SP: Binding declarations do nothing to improve CETA

5 October 2016

SP: Binding declarations do nothing to improve CETA

The binding declarations which the European Commission is seeking to formulate have no legal worth and will not help get rid of the problems of the Comprehensive Economic and Trade Agreement (CETA) between the EU and Canada, according to renowned Canadian lawyer Steven Shrybman of Goldblatt Partners. SP Euro-MP Anne-Marie Mineur argues that only a resumption of negotiations on the text of the treaty can make a real difference.

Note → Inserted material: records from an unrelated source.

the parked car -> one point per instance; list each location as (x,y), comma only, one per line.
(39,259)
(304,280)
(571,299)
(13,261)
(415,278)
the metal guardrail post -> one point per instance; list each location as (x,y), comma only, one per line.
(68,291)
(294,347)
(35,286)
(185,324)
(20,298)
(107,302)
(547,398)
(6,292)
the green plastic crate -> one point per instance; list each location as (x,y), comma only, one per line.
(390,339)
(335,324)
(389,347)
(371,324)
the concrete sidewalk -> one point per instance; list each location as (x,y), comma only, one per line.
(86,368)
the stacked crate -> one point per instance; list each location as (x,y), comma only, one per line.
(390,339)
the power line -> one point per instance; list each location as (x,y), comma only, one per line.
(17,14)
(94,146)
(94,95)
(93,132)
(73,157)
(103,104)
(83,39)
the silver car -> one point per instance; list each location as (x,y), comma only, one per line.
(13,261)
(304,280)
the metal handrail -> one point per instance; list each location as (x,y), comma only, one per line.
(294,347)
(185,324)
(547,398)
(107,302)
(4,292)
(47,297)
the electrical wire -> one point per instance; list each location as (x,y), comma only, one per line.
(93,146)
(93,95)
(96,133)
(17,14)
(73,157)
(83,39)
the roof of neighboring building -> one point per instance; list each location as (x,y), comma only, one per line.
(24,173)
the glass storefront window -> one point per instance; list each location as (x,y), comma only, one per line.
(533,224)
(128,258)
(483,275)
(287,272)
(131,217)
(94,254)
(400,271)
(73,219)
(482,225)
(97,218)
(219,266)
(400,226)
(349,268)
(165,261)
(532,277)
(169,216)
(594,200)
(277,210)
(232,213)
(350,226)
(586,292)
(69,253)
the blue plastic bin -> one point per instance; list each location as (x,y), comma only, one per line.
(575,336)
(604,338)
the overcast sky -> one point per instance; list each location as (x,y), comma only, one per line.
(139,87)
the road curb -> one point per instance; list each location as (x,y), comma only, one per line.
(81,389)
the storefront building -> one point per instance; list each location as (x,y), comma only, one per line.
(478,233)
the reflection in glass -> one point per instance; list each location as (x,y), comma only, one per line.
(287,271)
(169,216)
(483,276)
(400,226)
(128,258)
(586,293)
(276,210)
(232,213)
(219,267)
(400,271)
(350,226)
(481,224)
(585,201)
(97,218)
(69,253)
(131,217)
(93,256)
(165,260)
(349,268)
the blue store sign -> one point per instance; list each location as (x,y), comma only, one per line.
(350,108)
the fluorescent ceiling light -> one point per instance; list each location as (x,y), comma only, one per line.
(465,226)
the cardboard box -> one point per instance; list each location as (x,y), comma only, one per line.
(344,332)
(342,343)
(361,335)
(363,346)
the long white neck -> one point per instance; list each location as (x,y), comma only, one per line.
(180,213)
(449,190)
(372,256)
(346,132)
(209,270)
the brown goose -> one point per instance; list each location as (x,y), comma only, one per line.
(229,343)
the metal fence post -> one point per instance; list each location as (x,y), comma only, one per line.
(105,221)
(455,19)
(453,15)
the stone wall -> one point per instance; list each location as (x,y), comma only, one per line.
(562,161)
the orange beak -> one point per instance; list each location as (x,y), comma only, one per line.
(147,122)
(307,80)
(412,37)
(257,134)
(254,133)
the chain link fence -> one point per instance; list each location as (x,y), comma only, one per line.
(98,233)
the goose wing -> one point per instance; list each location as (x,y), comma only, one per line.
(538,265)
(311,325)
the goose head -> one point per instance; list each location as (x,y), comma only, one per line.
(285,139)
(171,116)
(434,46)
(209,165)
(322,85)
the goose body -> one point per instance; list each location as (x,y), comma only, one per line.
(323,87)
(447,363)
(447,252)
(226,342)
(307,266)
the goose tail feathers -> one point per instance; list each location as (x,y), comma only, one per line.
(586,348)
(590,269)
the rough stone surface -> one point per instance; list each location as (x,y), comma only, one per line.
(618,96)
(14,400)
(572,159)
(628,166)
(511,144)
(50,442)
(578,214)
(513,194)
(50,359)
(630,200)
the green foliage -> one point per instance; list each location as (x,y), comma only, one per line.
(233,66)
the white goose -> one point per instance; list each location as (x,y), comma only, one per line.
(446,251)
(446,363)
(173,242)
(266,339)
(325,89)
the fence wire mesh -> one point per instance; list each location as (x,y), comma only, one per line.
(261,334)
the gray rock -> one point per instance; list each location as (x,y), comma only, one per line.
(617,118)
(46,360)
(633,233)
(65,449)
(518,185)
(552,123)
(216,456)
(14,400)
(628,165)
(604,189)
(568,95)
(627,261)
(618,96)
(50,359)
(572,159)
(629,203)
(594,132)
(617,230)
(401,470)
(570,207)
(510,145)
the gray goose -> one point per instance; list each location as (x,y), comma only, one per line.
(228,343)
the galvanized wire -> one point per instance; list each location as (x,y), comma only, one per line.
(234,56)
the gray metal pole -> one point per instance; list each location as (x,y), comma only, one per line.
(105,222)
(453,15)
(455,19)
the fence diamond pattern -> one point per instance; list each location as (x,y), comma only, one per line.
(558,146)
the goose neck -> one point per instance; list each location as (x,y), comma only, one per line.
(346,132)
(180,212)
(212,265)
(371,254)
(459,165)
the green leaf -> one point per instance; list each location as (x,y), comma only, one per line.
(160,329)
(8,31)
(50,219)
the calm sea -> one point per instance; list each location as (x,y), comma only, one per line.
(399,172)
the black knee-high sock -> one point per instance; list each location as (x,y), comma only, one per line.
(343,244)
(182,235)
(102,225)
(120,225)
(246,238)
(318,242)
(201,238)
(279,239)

Mineur, who is spokeswoman on the issue, has been fighting against the treaty for years. “This treaty seems far more like the TTIP than either the European Commission or the Canadians would have us believe. The treaty clearly carries the stamp of the former Canadian Prime Minister, the Conservative Steven Harper.” Referring to the current, Liberal Party Prime Minister, she added that “Justin Trudeau can’t resolve this with a few binding declarations. The parties recognise implicitly that the treaty lacks cohesion. There is a fear that CETA could for example enforce privatisation, make possible the buying up of publicly-owned domestic water suppliers and offer US firms the chance to take European governments to court.”

On 6th October European trade negotiators will meet in an informal setting to talk about the approval of the controversial trade agreement with Canada. One of the subjects under discussion will be the binding declarations designed to remove doubts about the treaty. These declarations change nothing when it comes to the dangers included in the official text of the treaty, concludes Shrybman, who carried out his study on behalf of the Council of Canadians, an independent social organisation.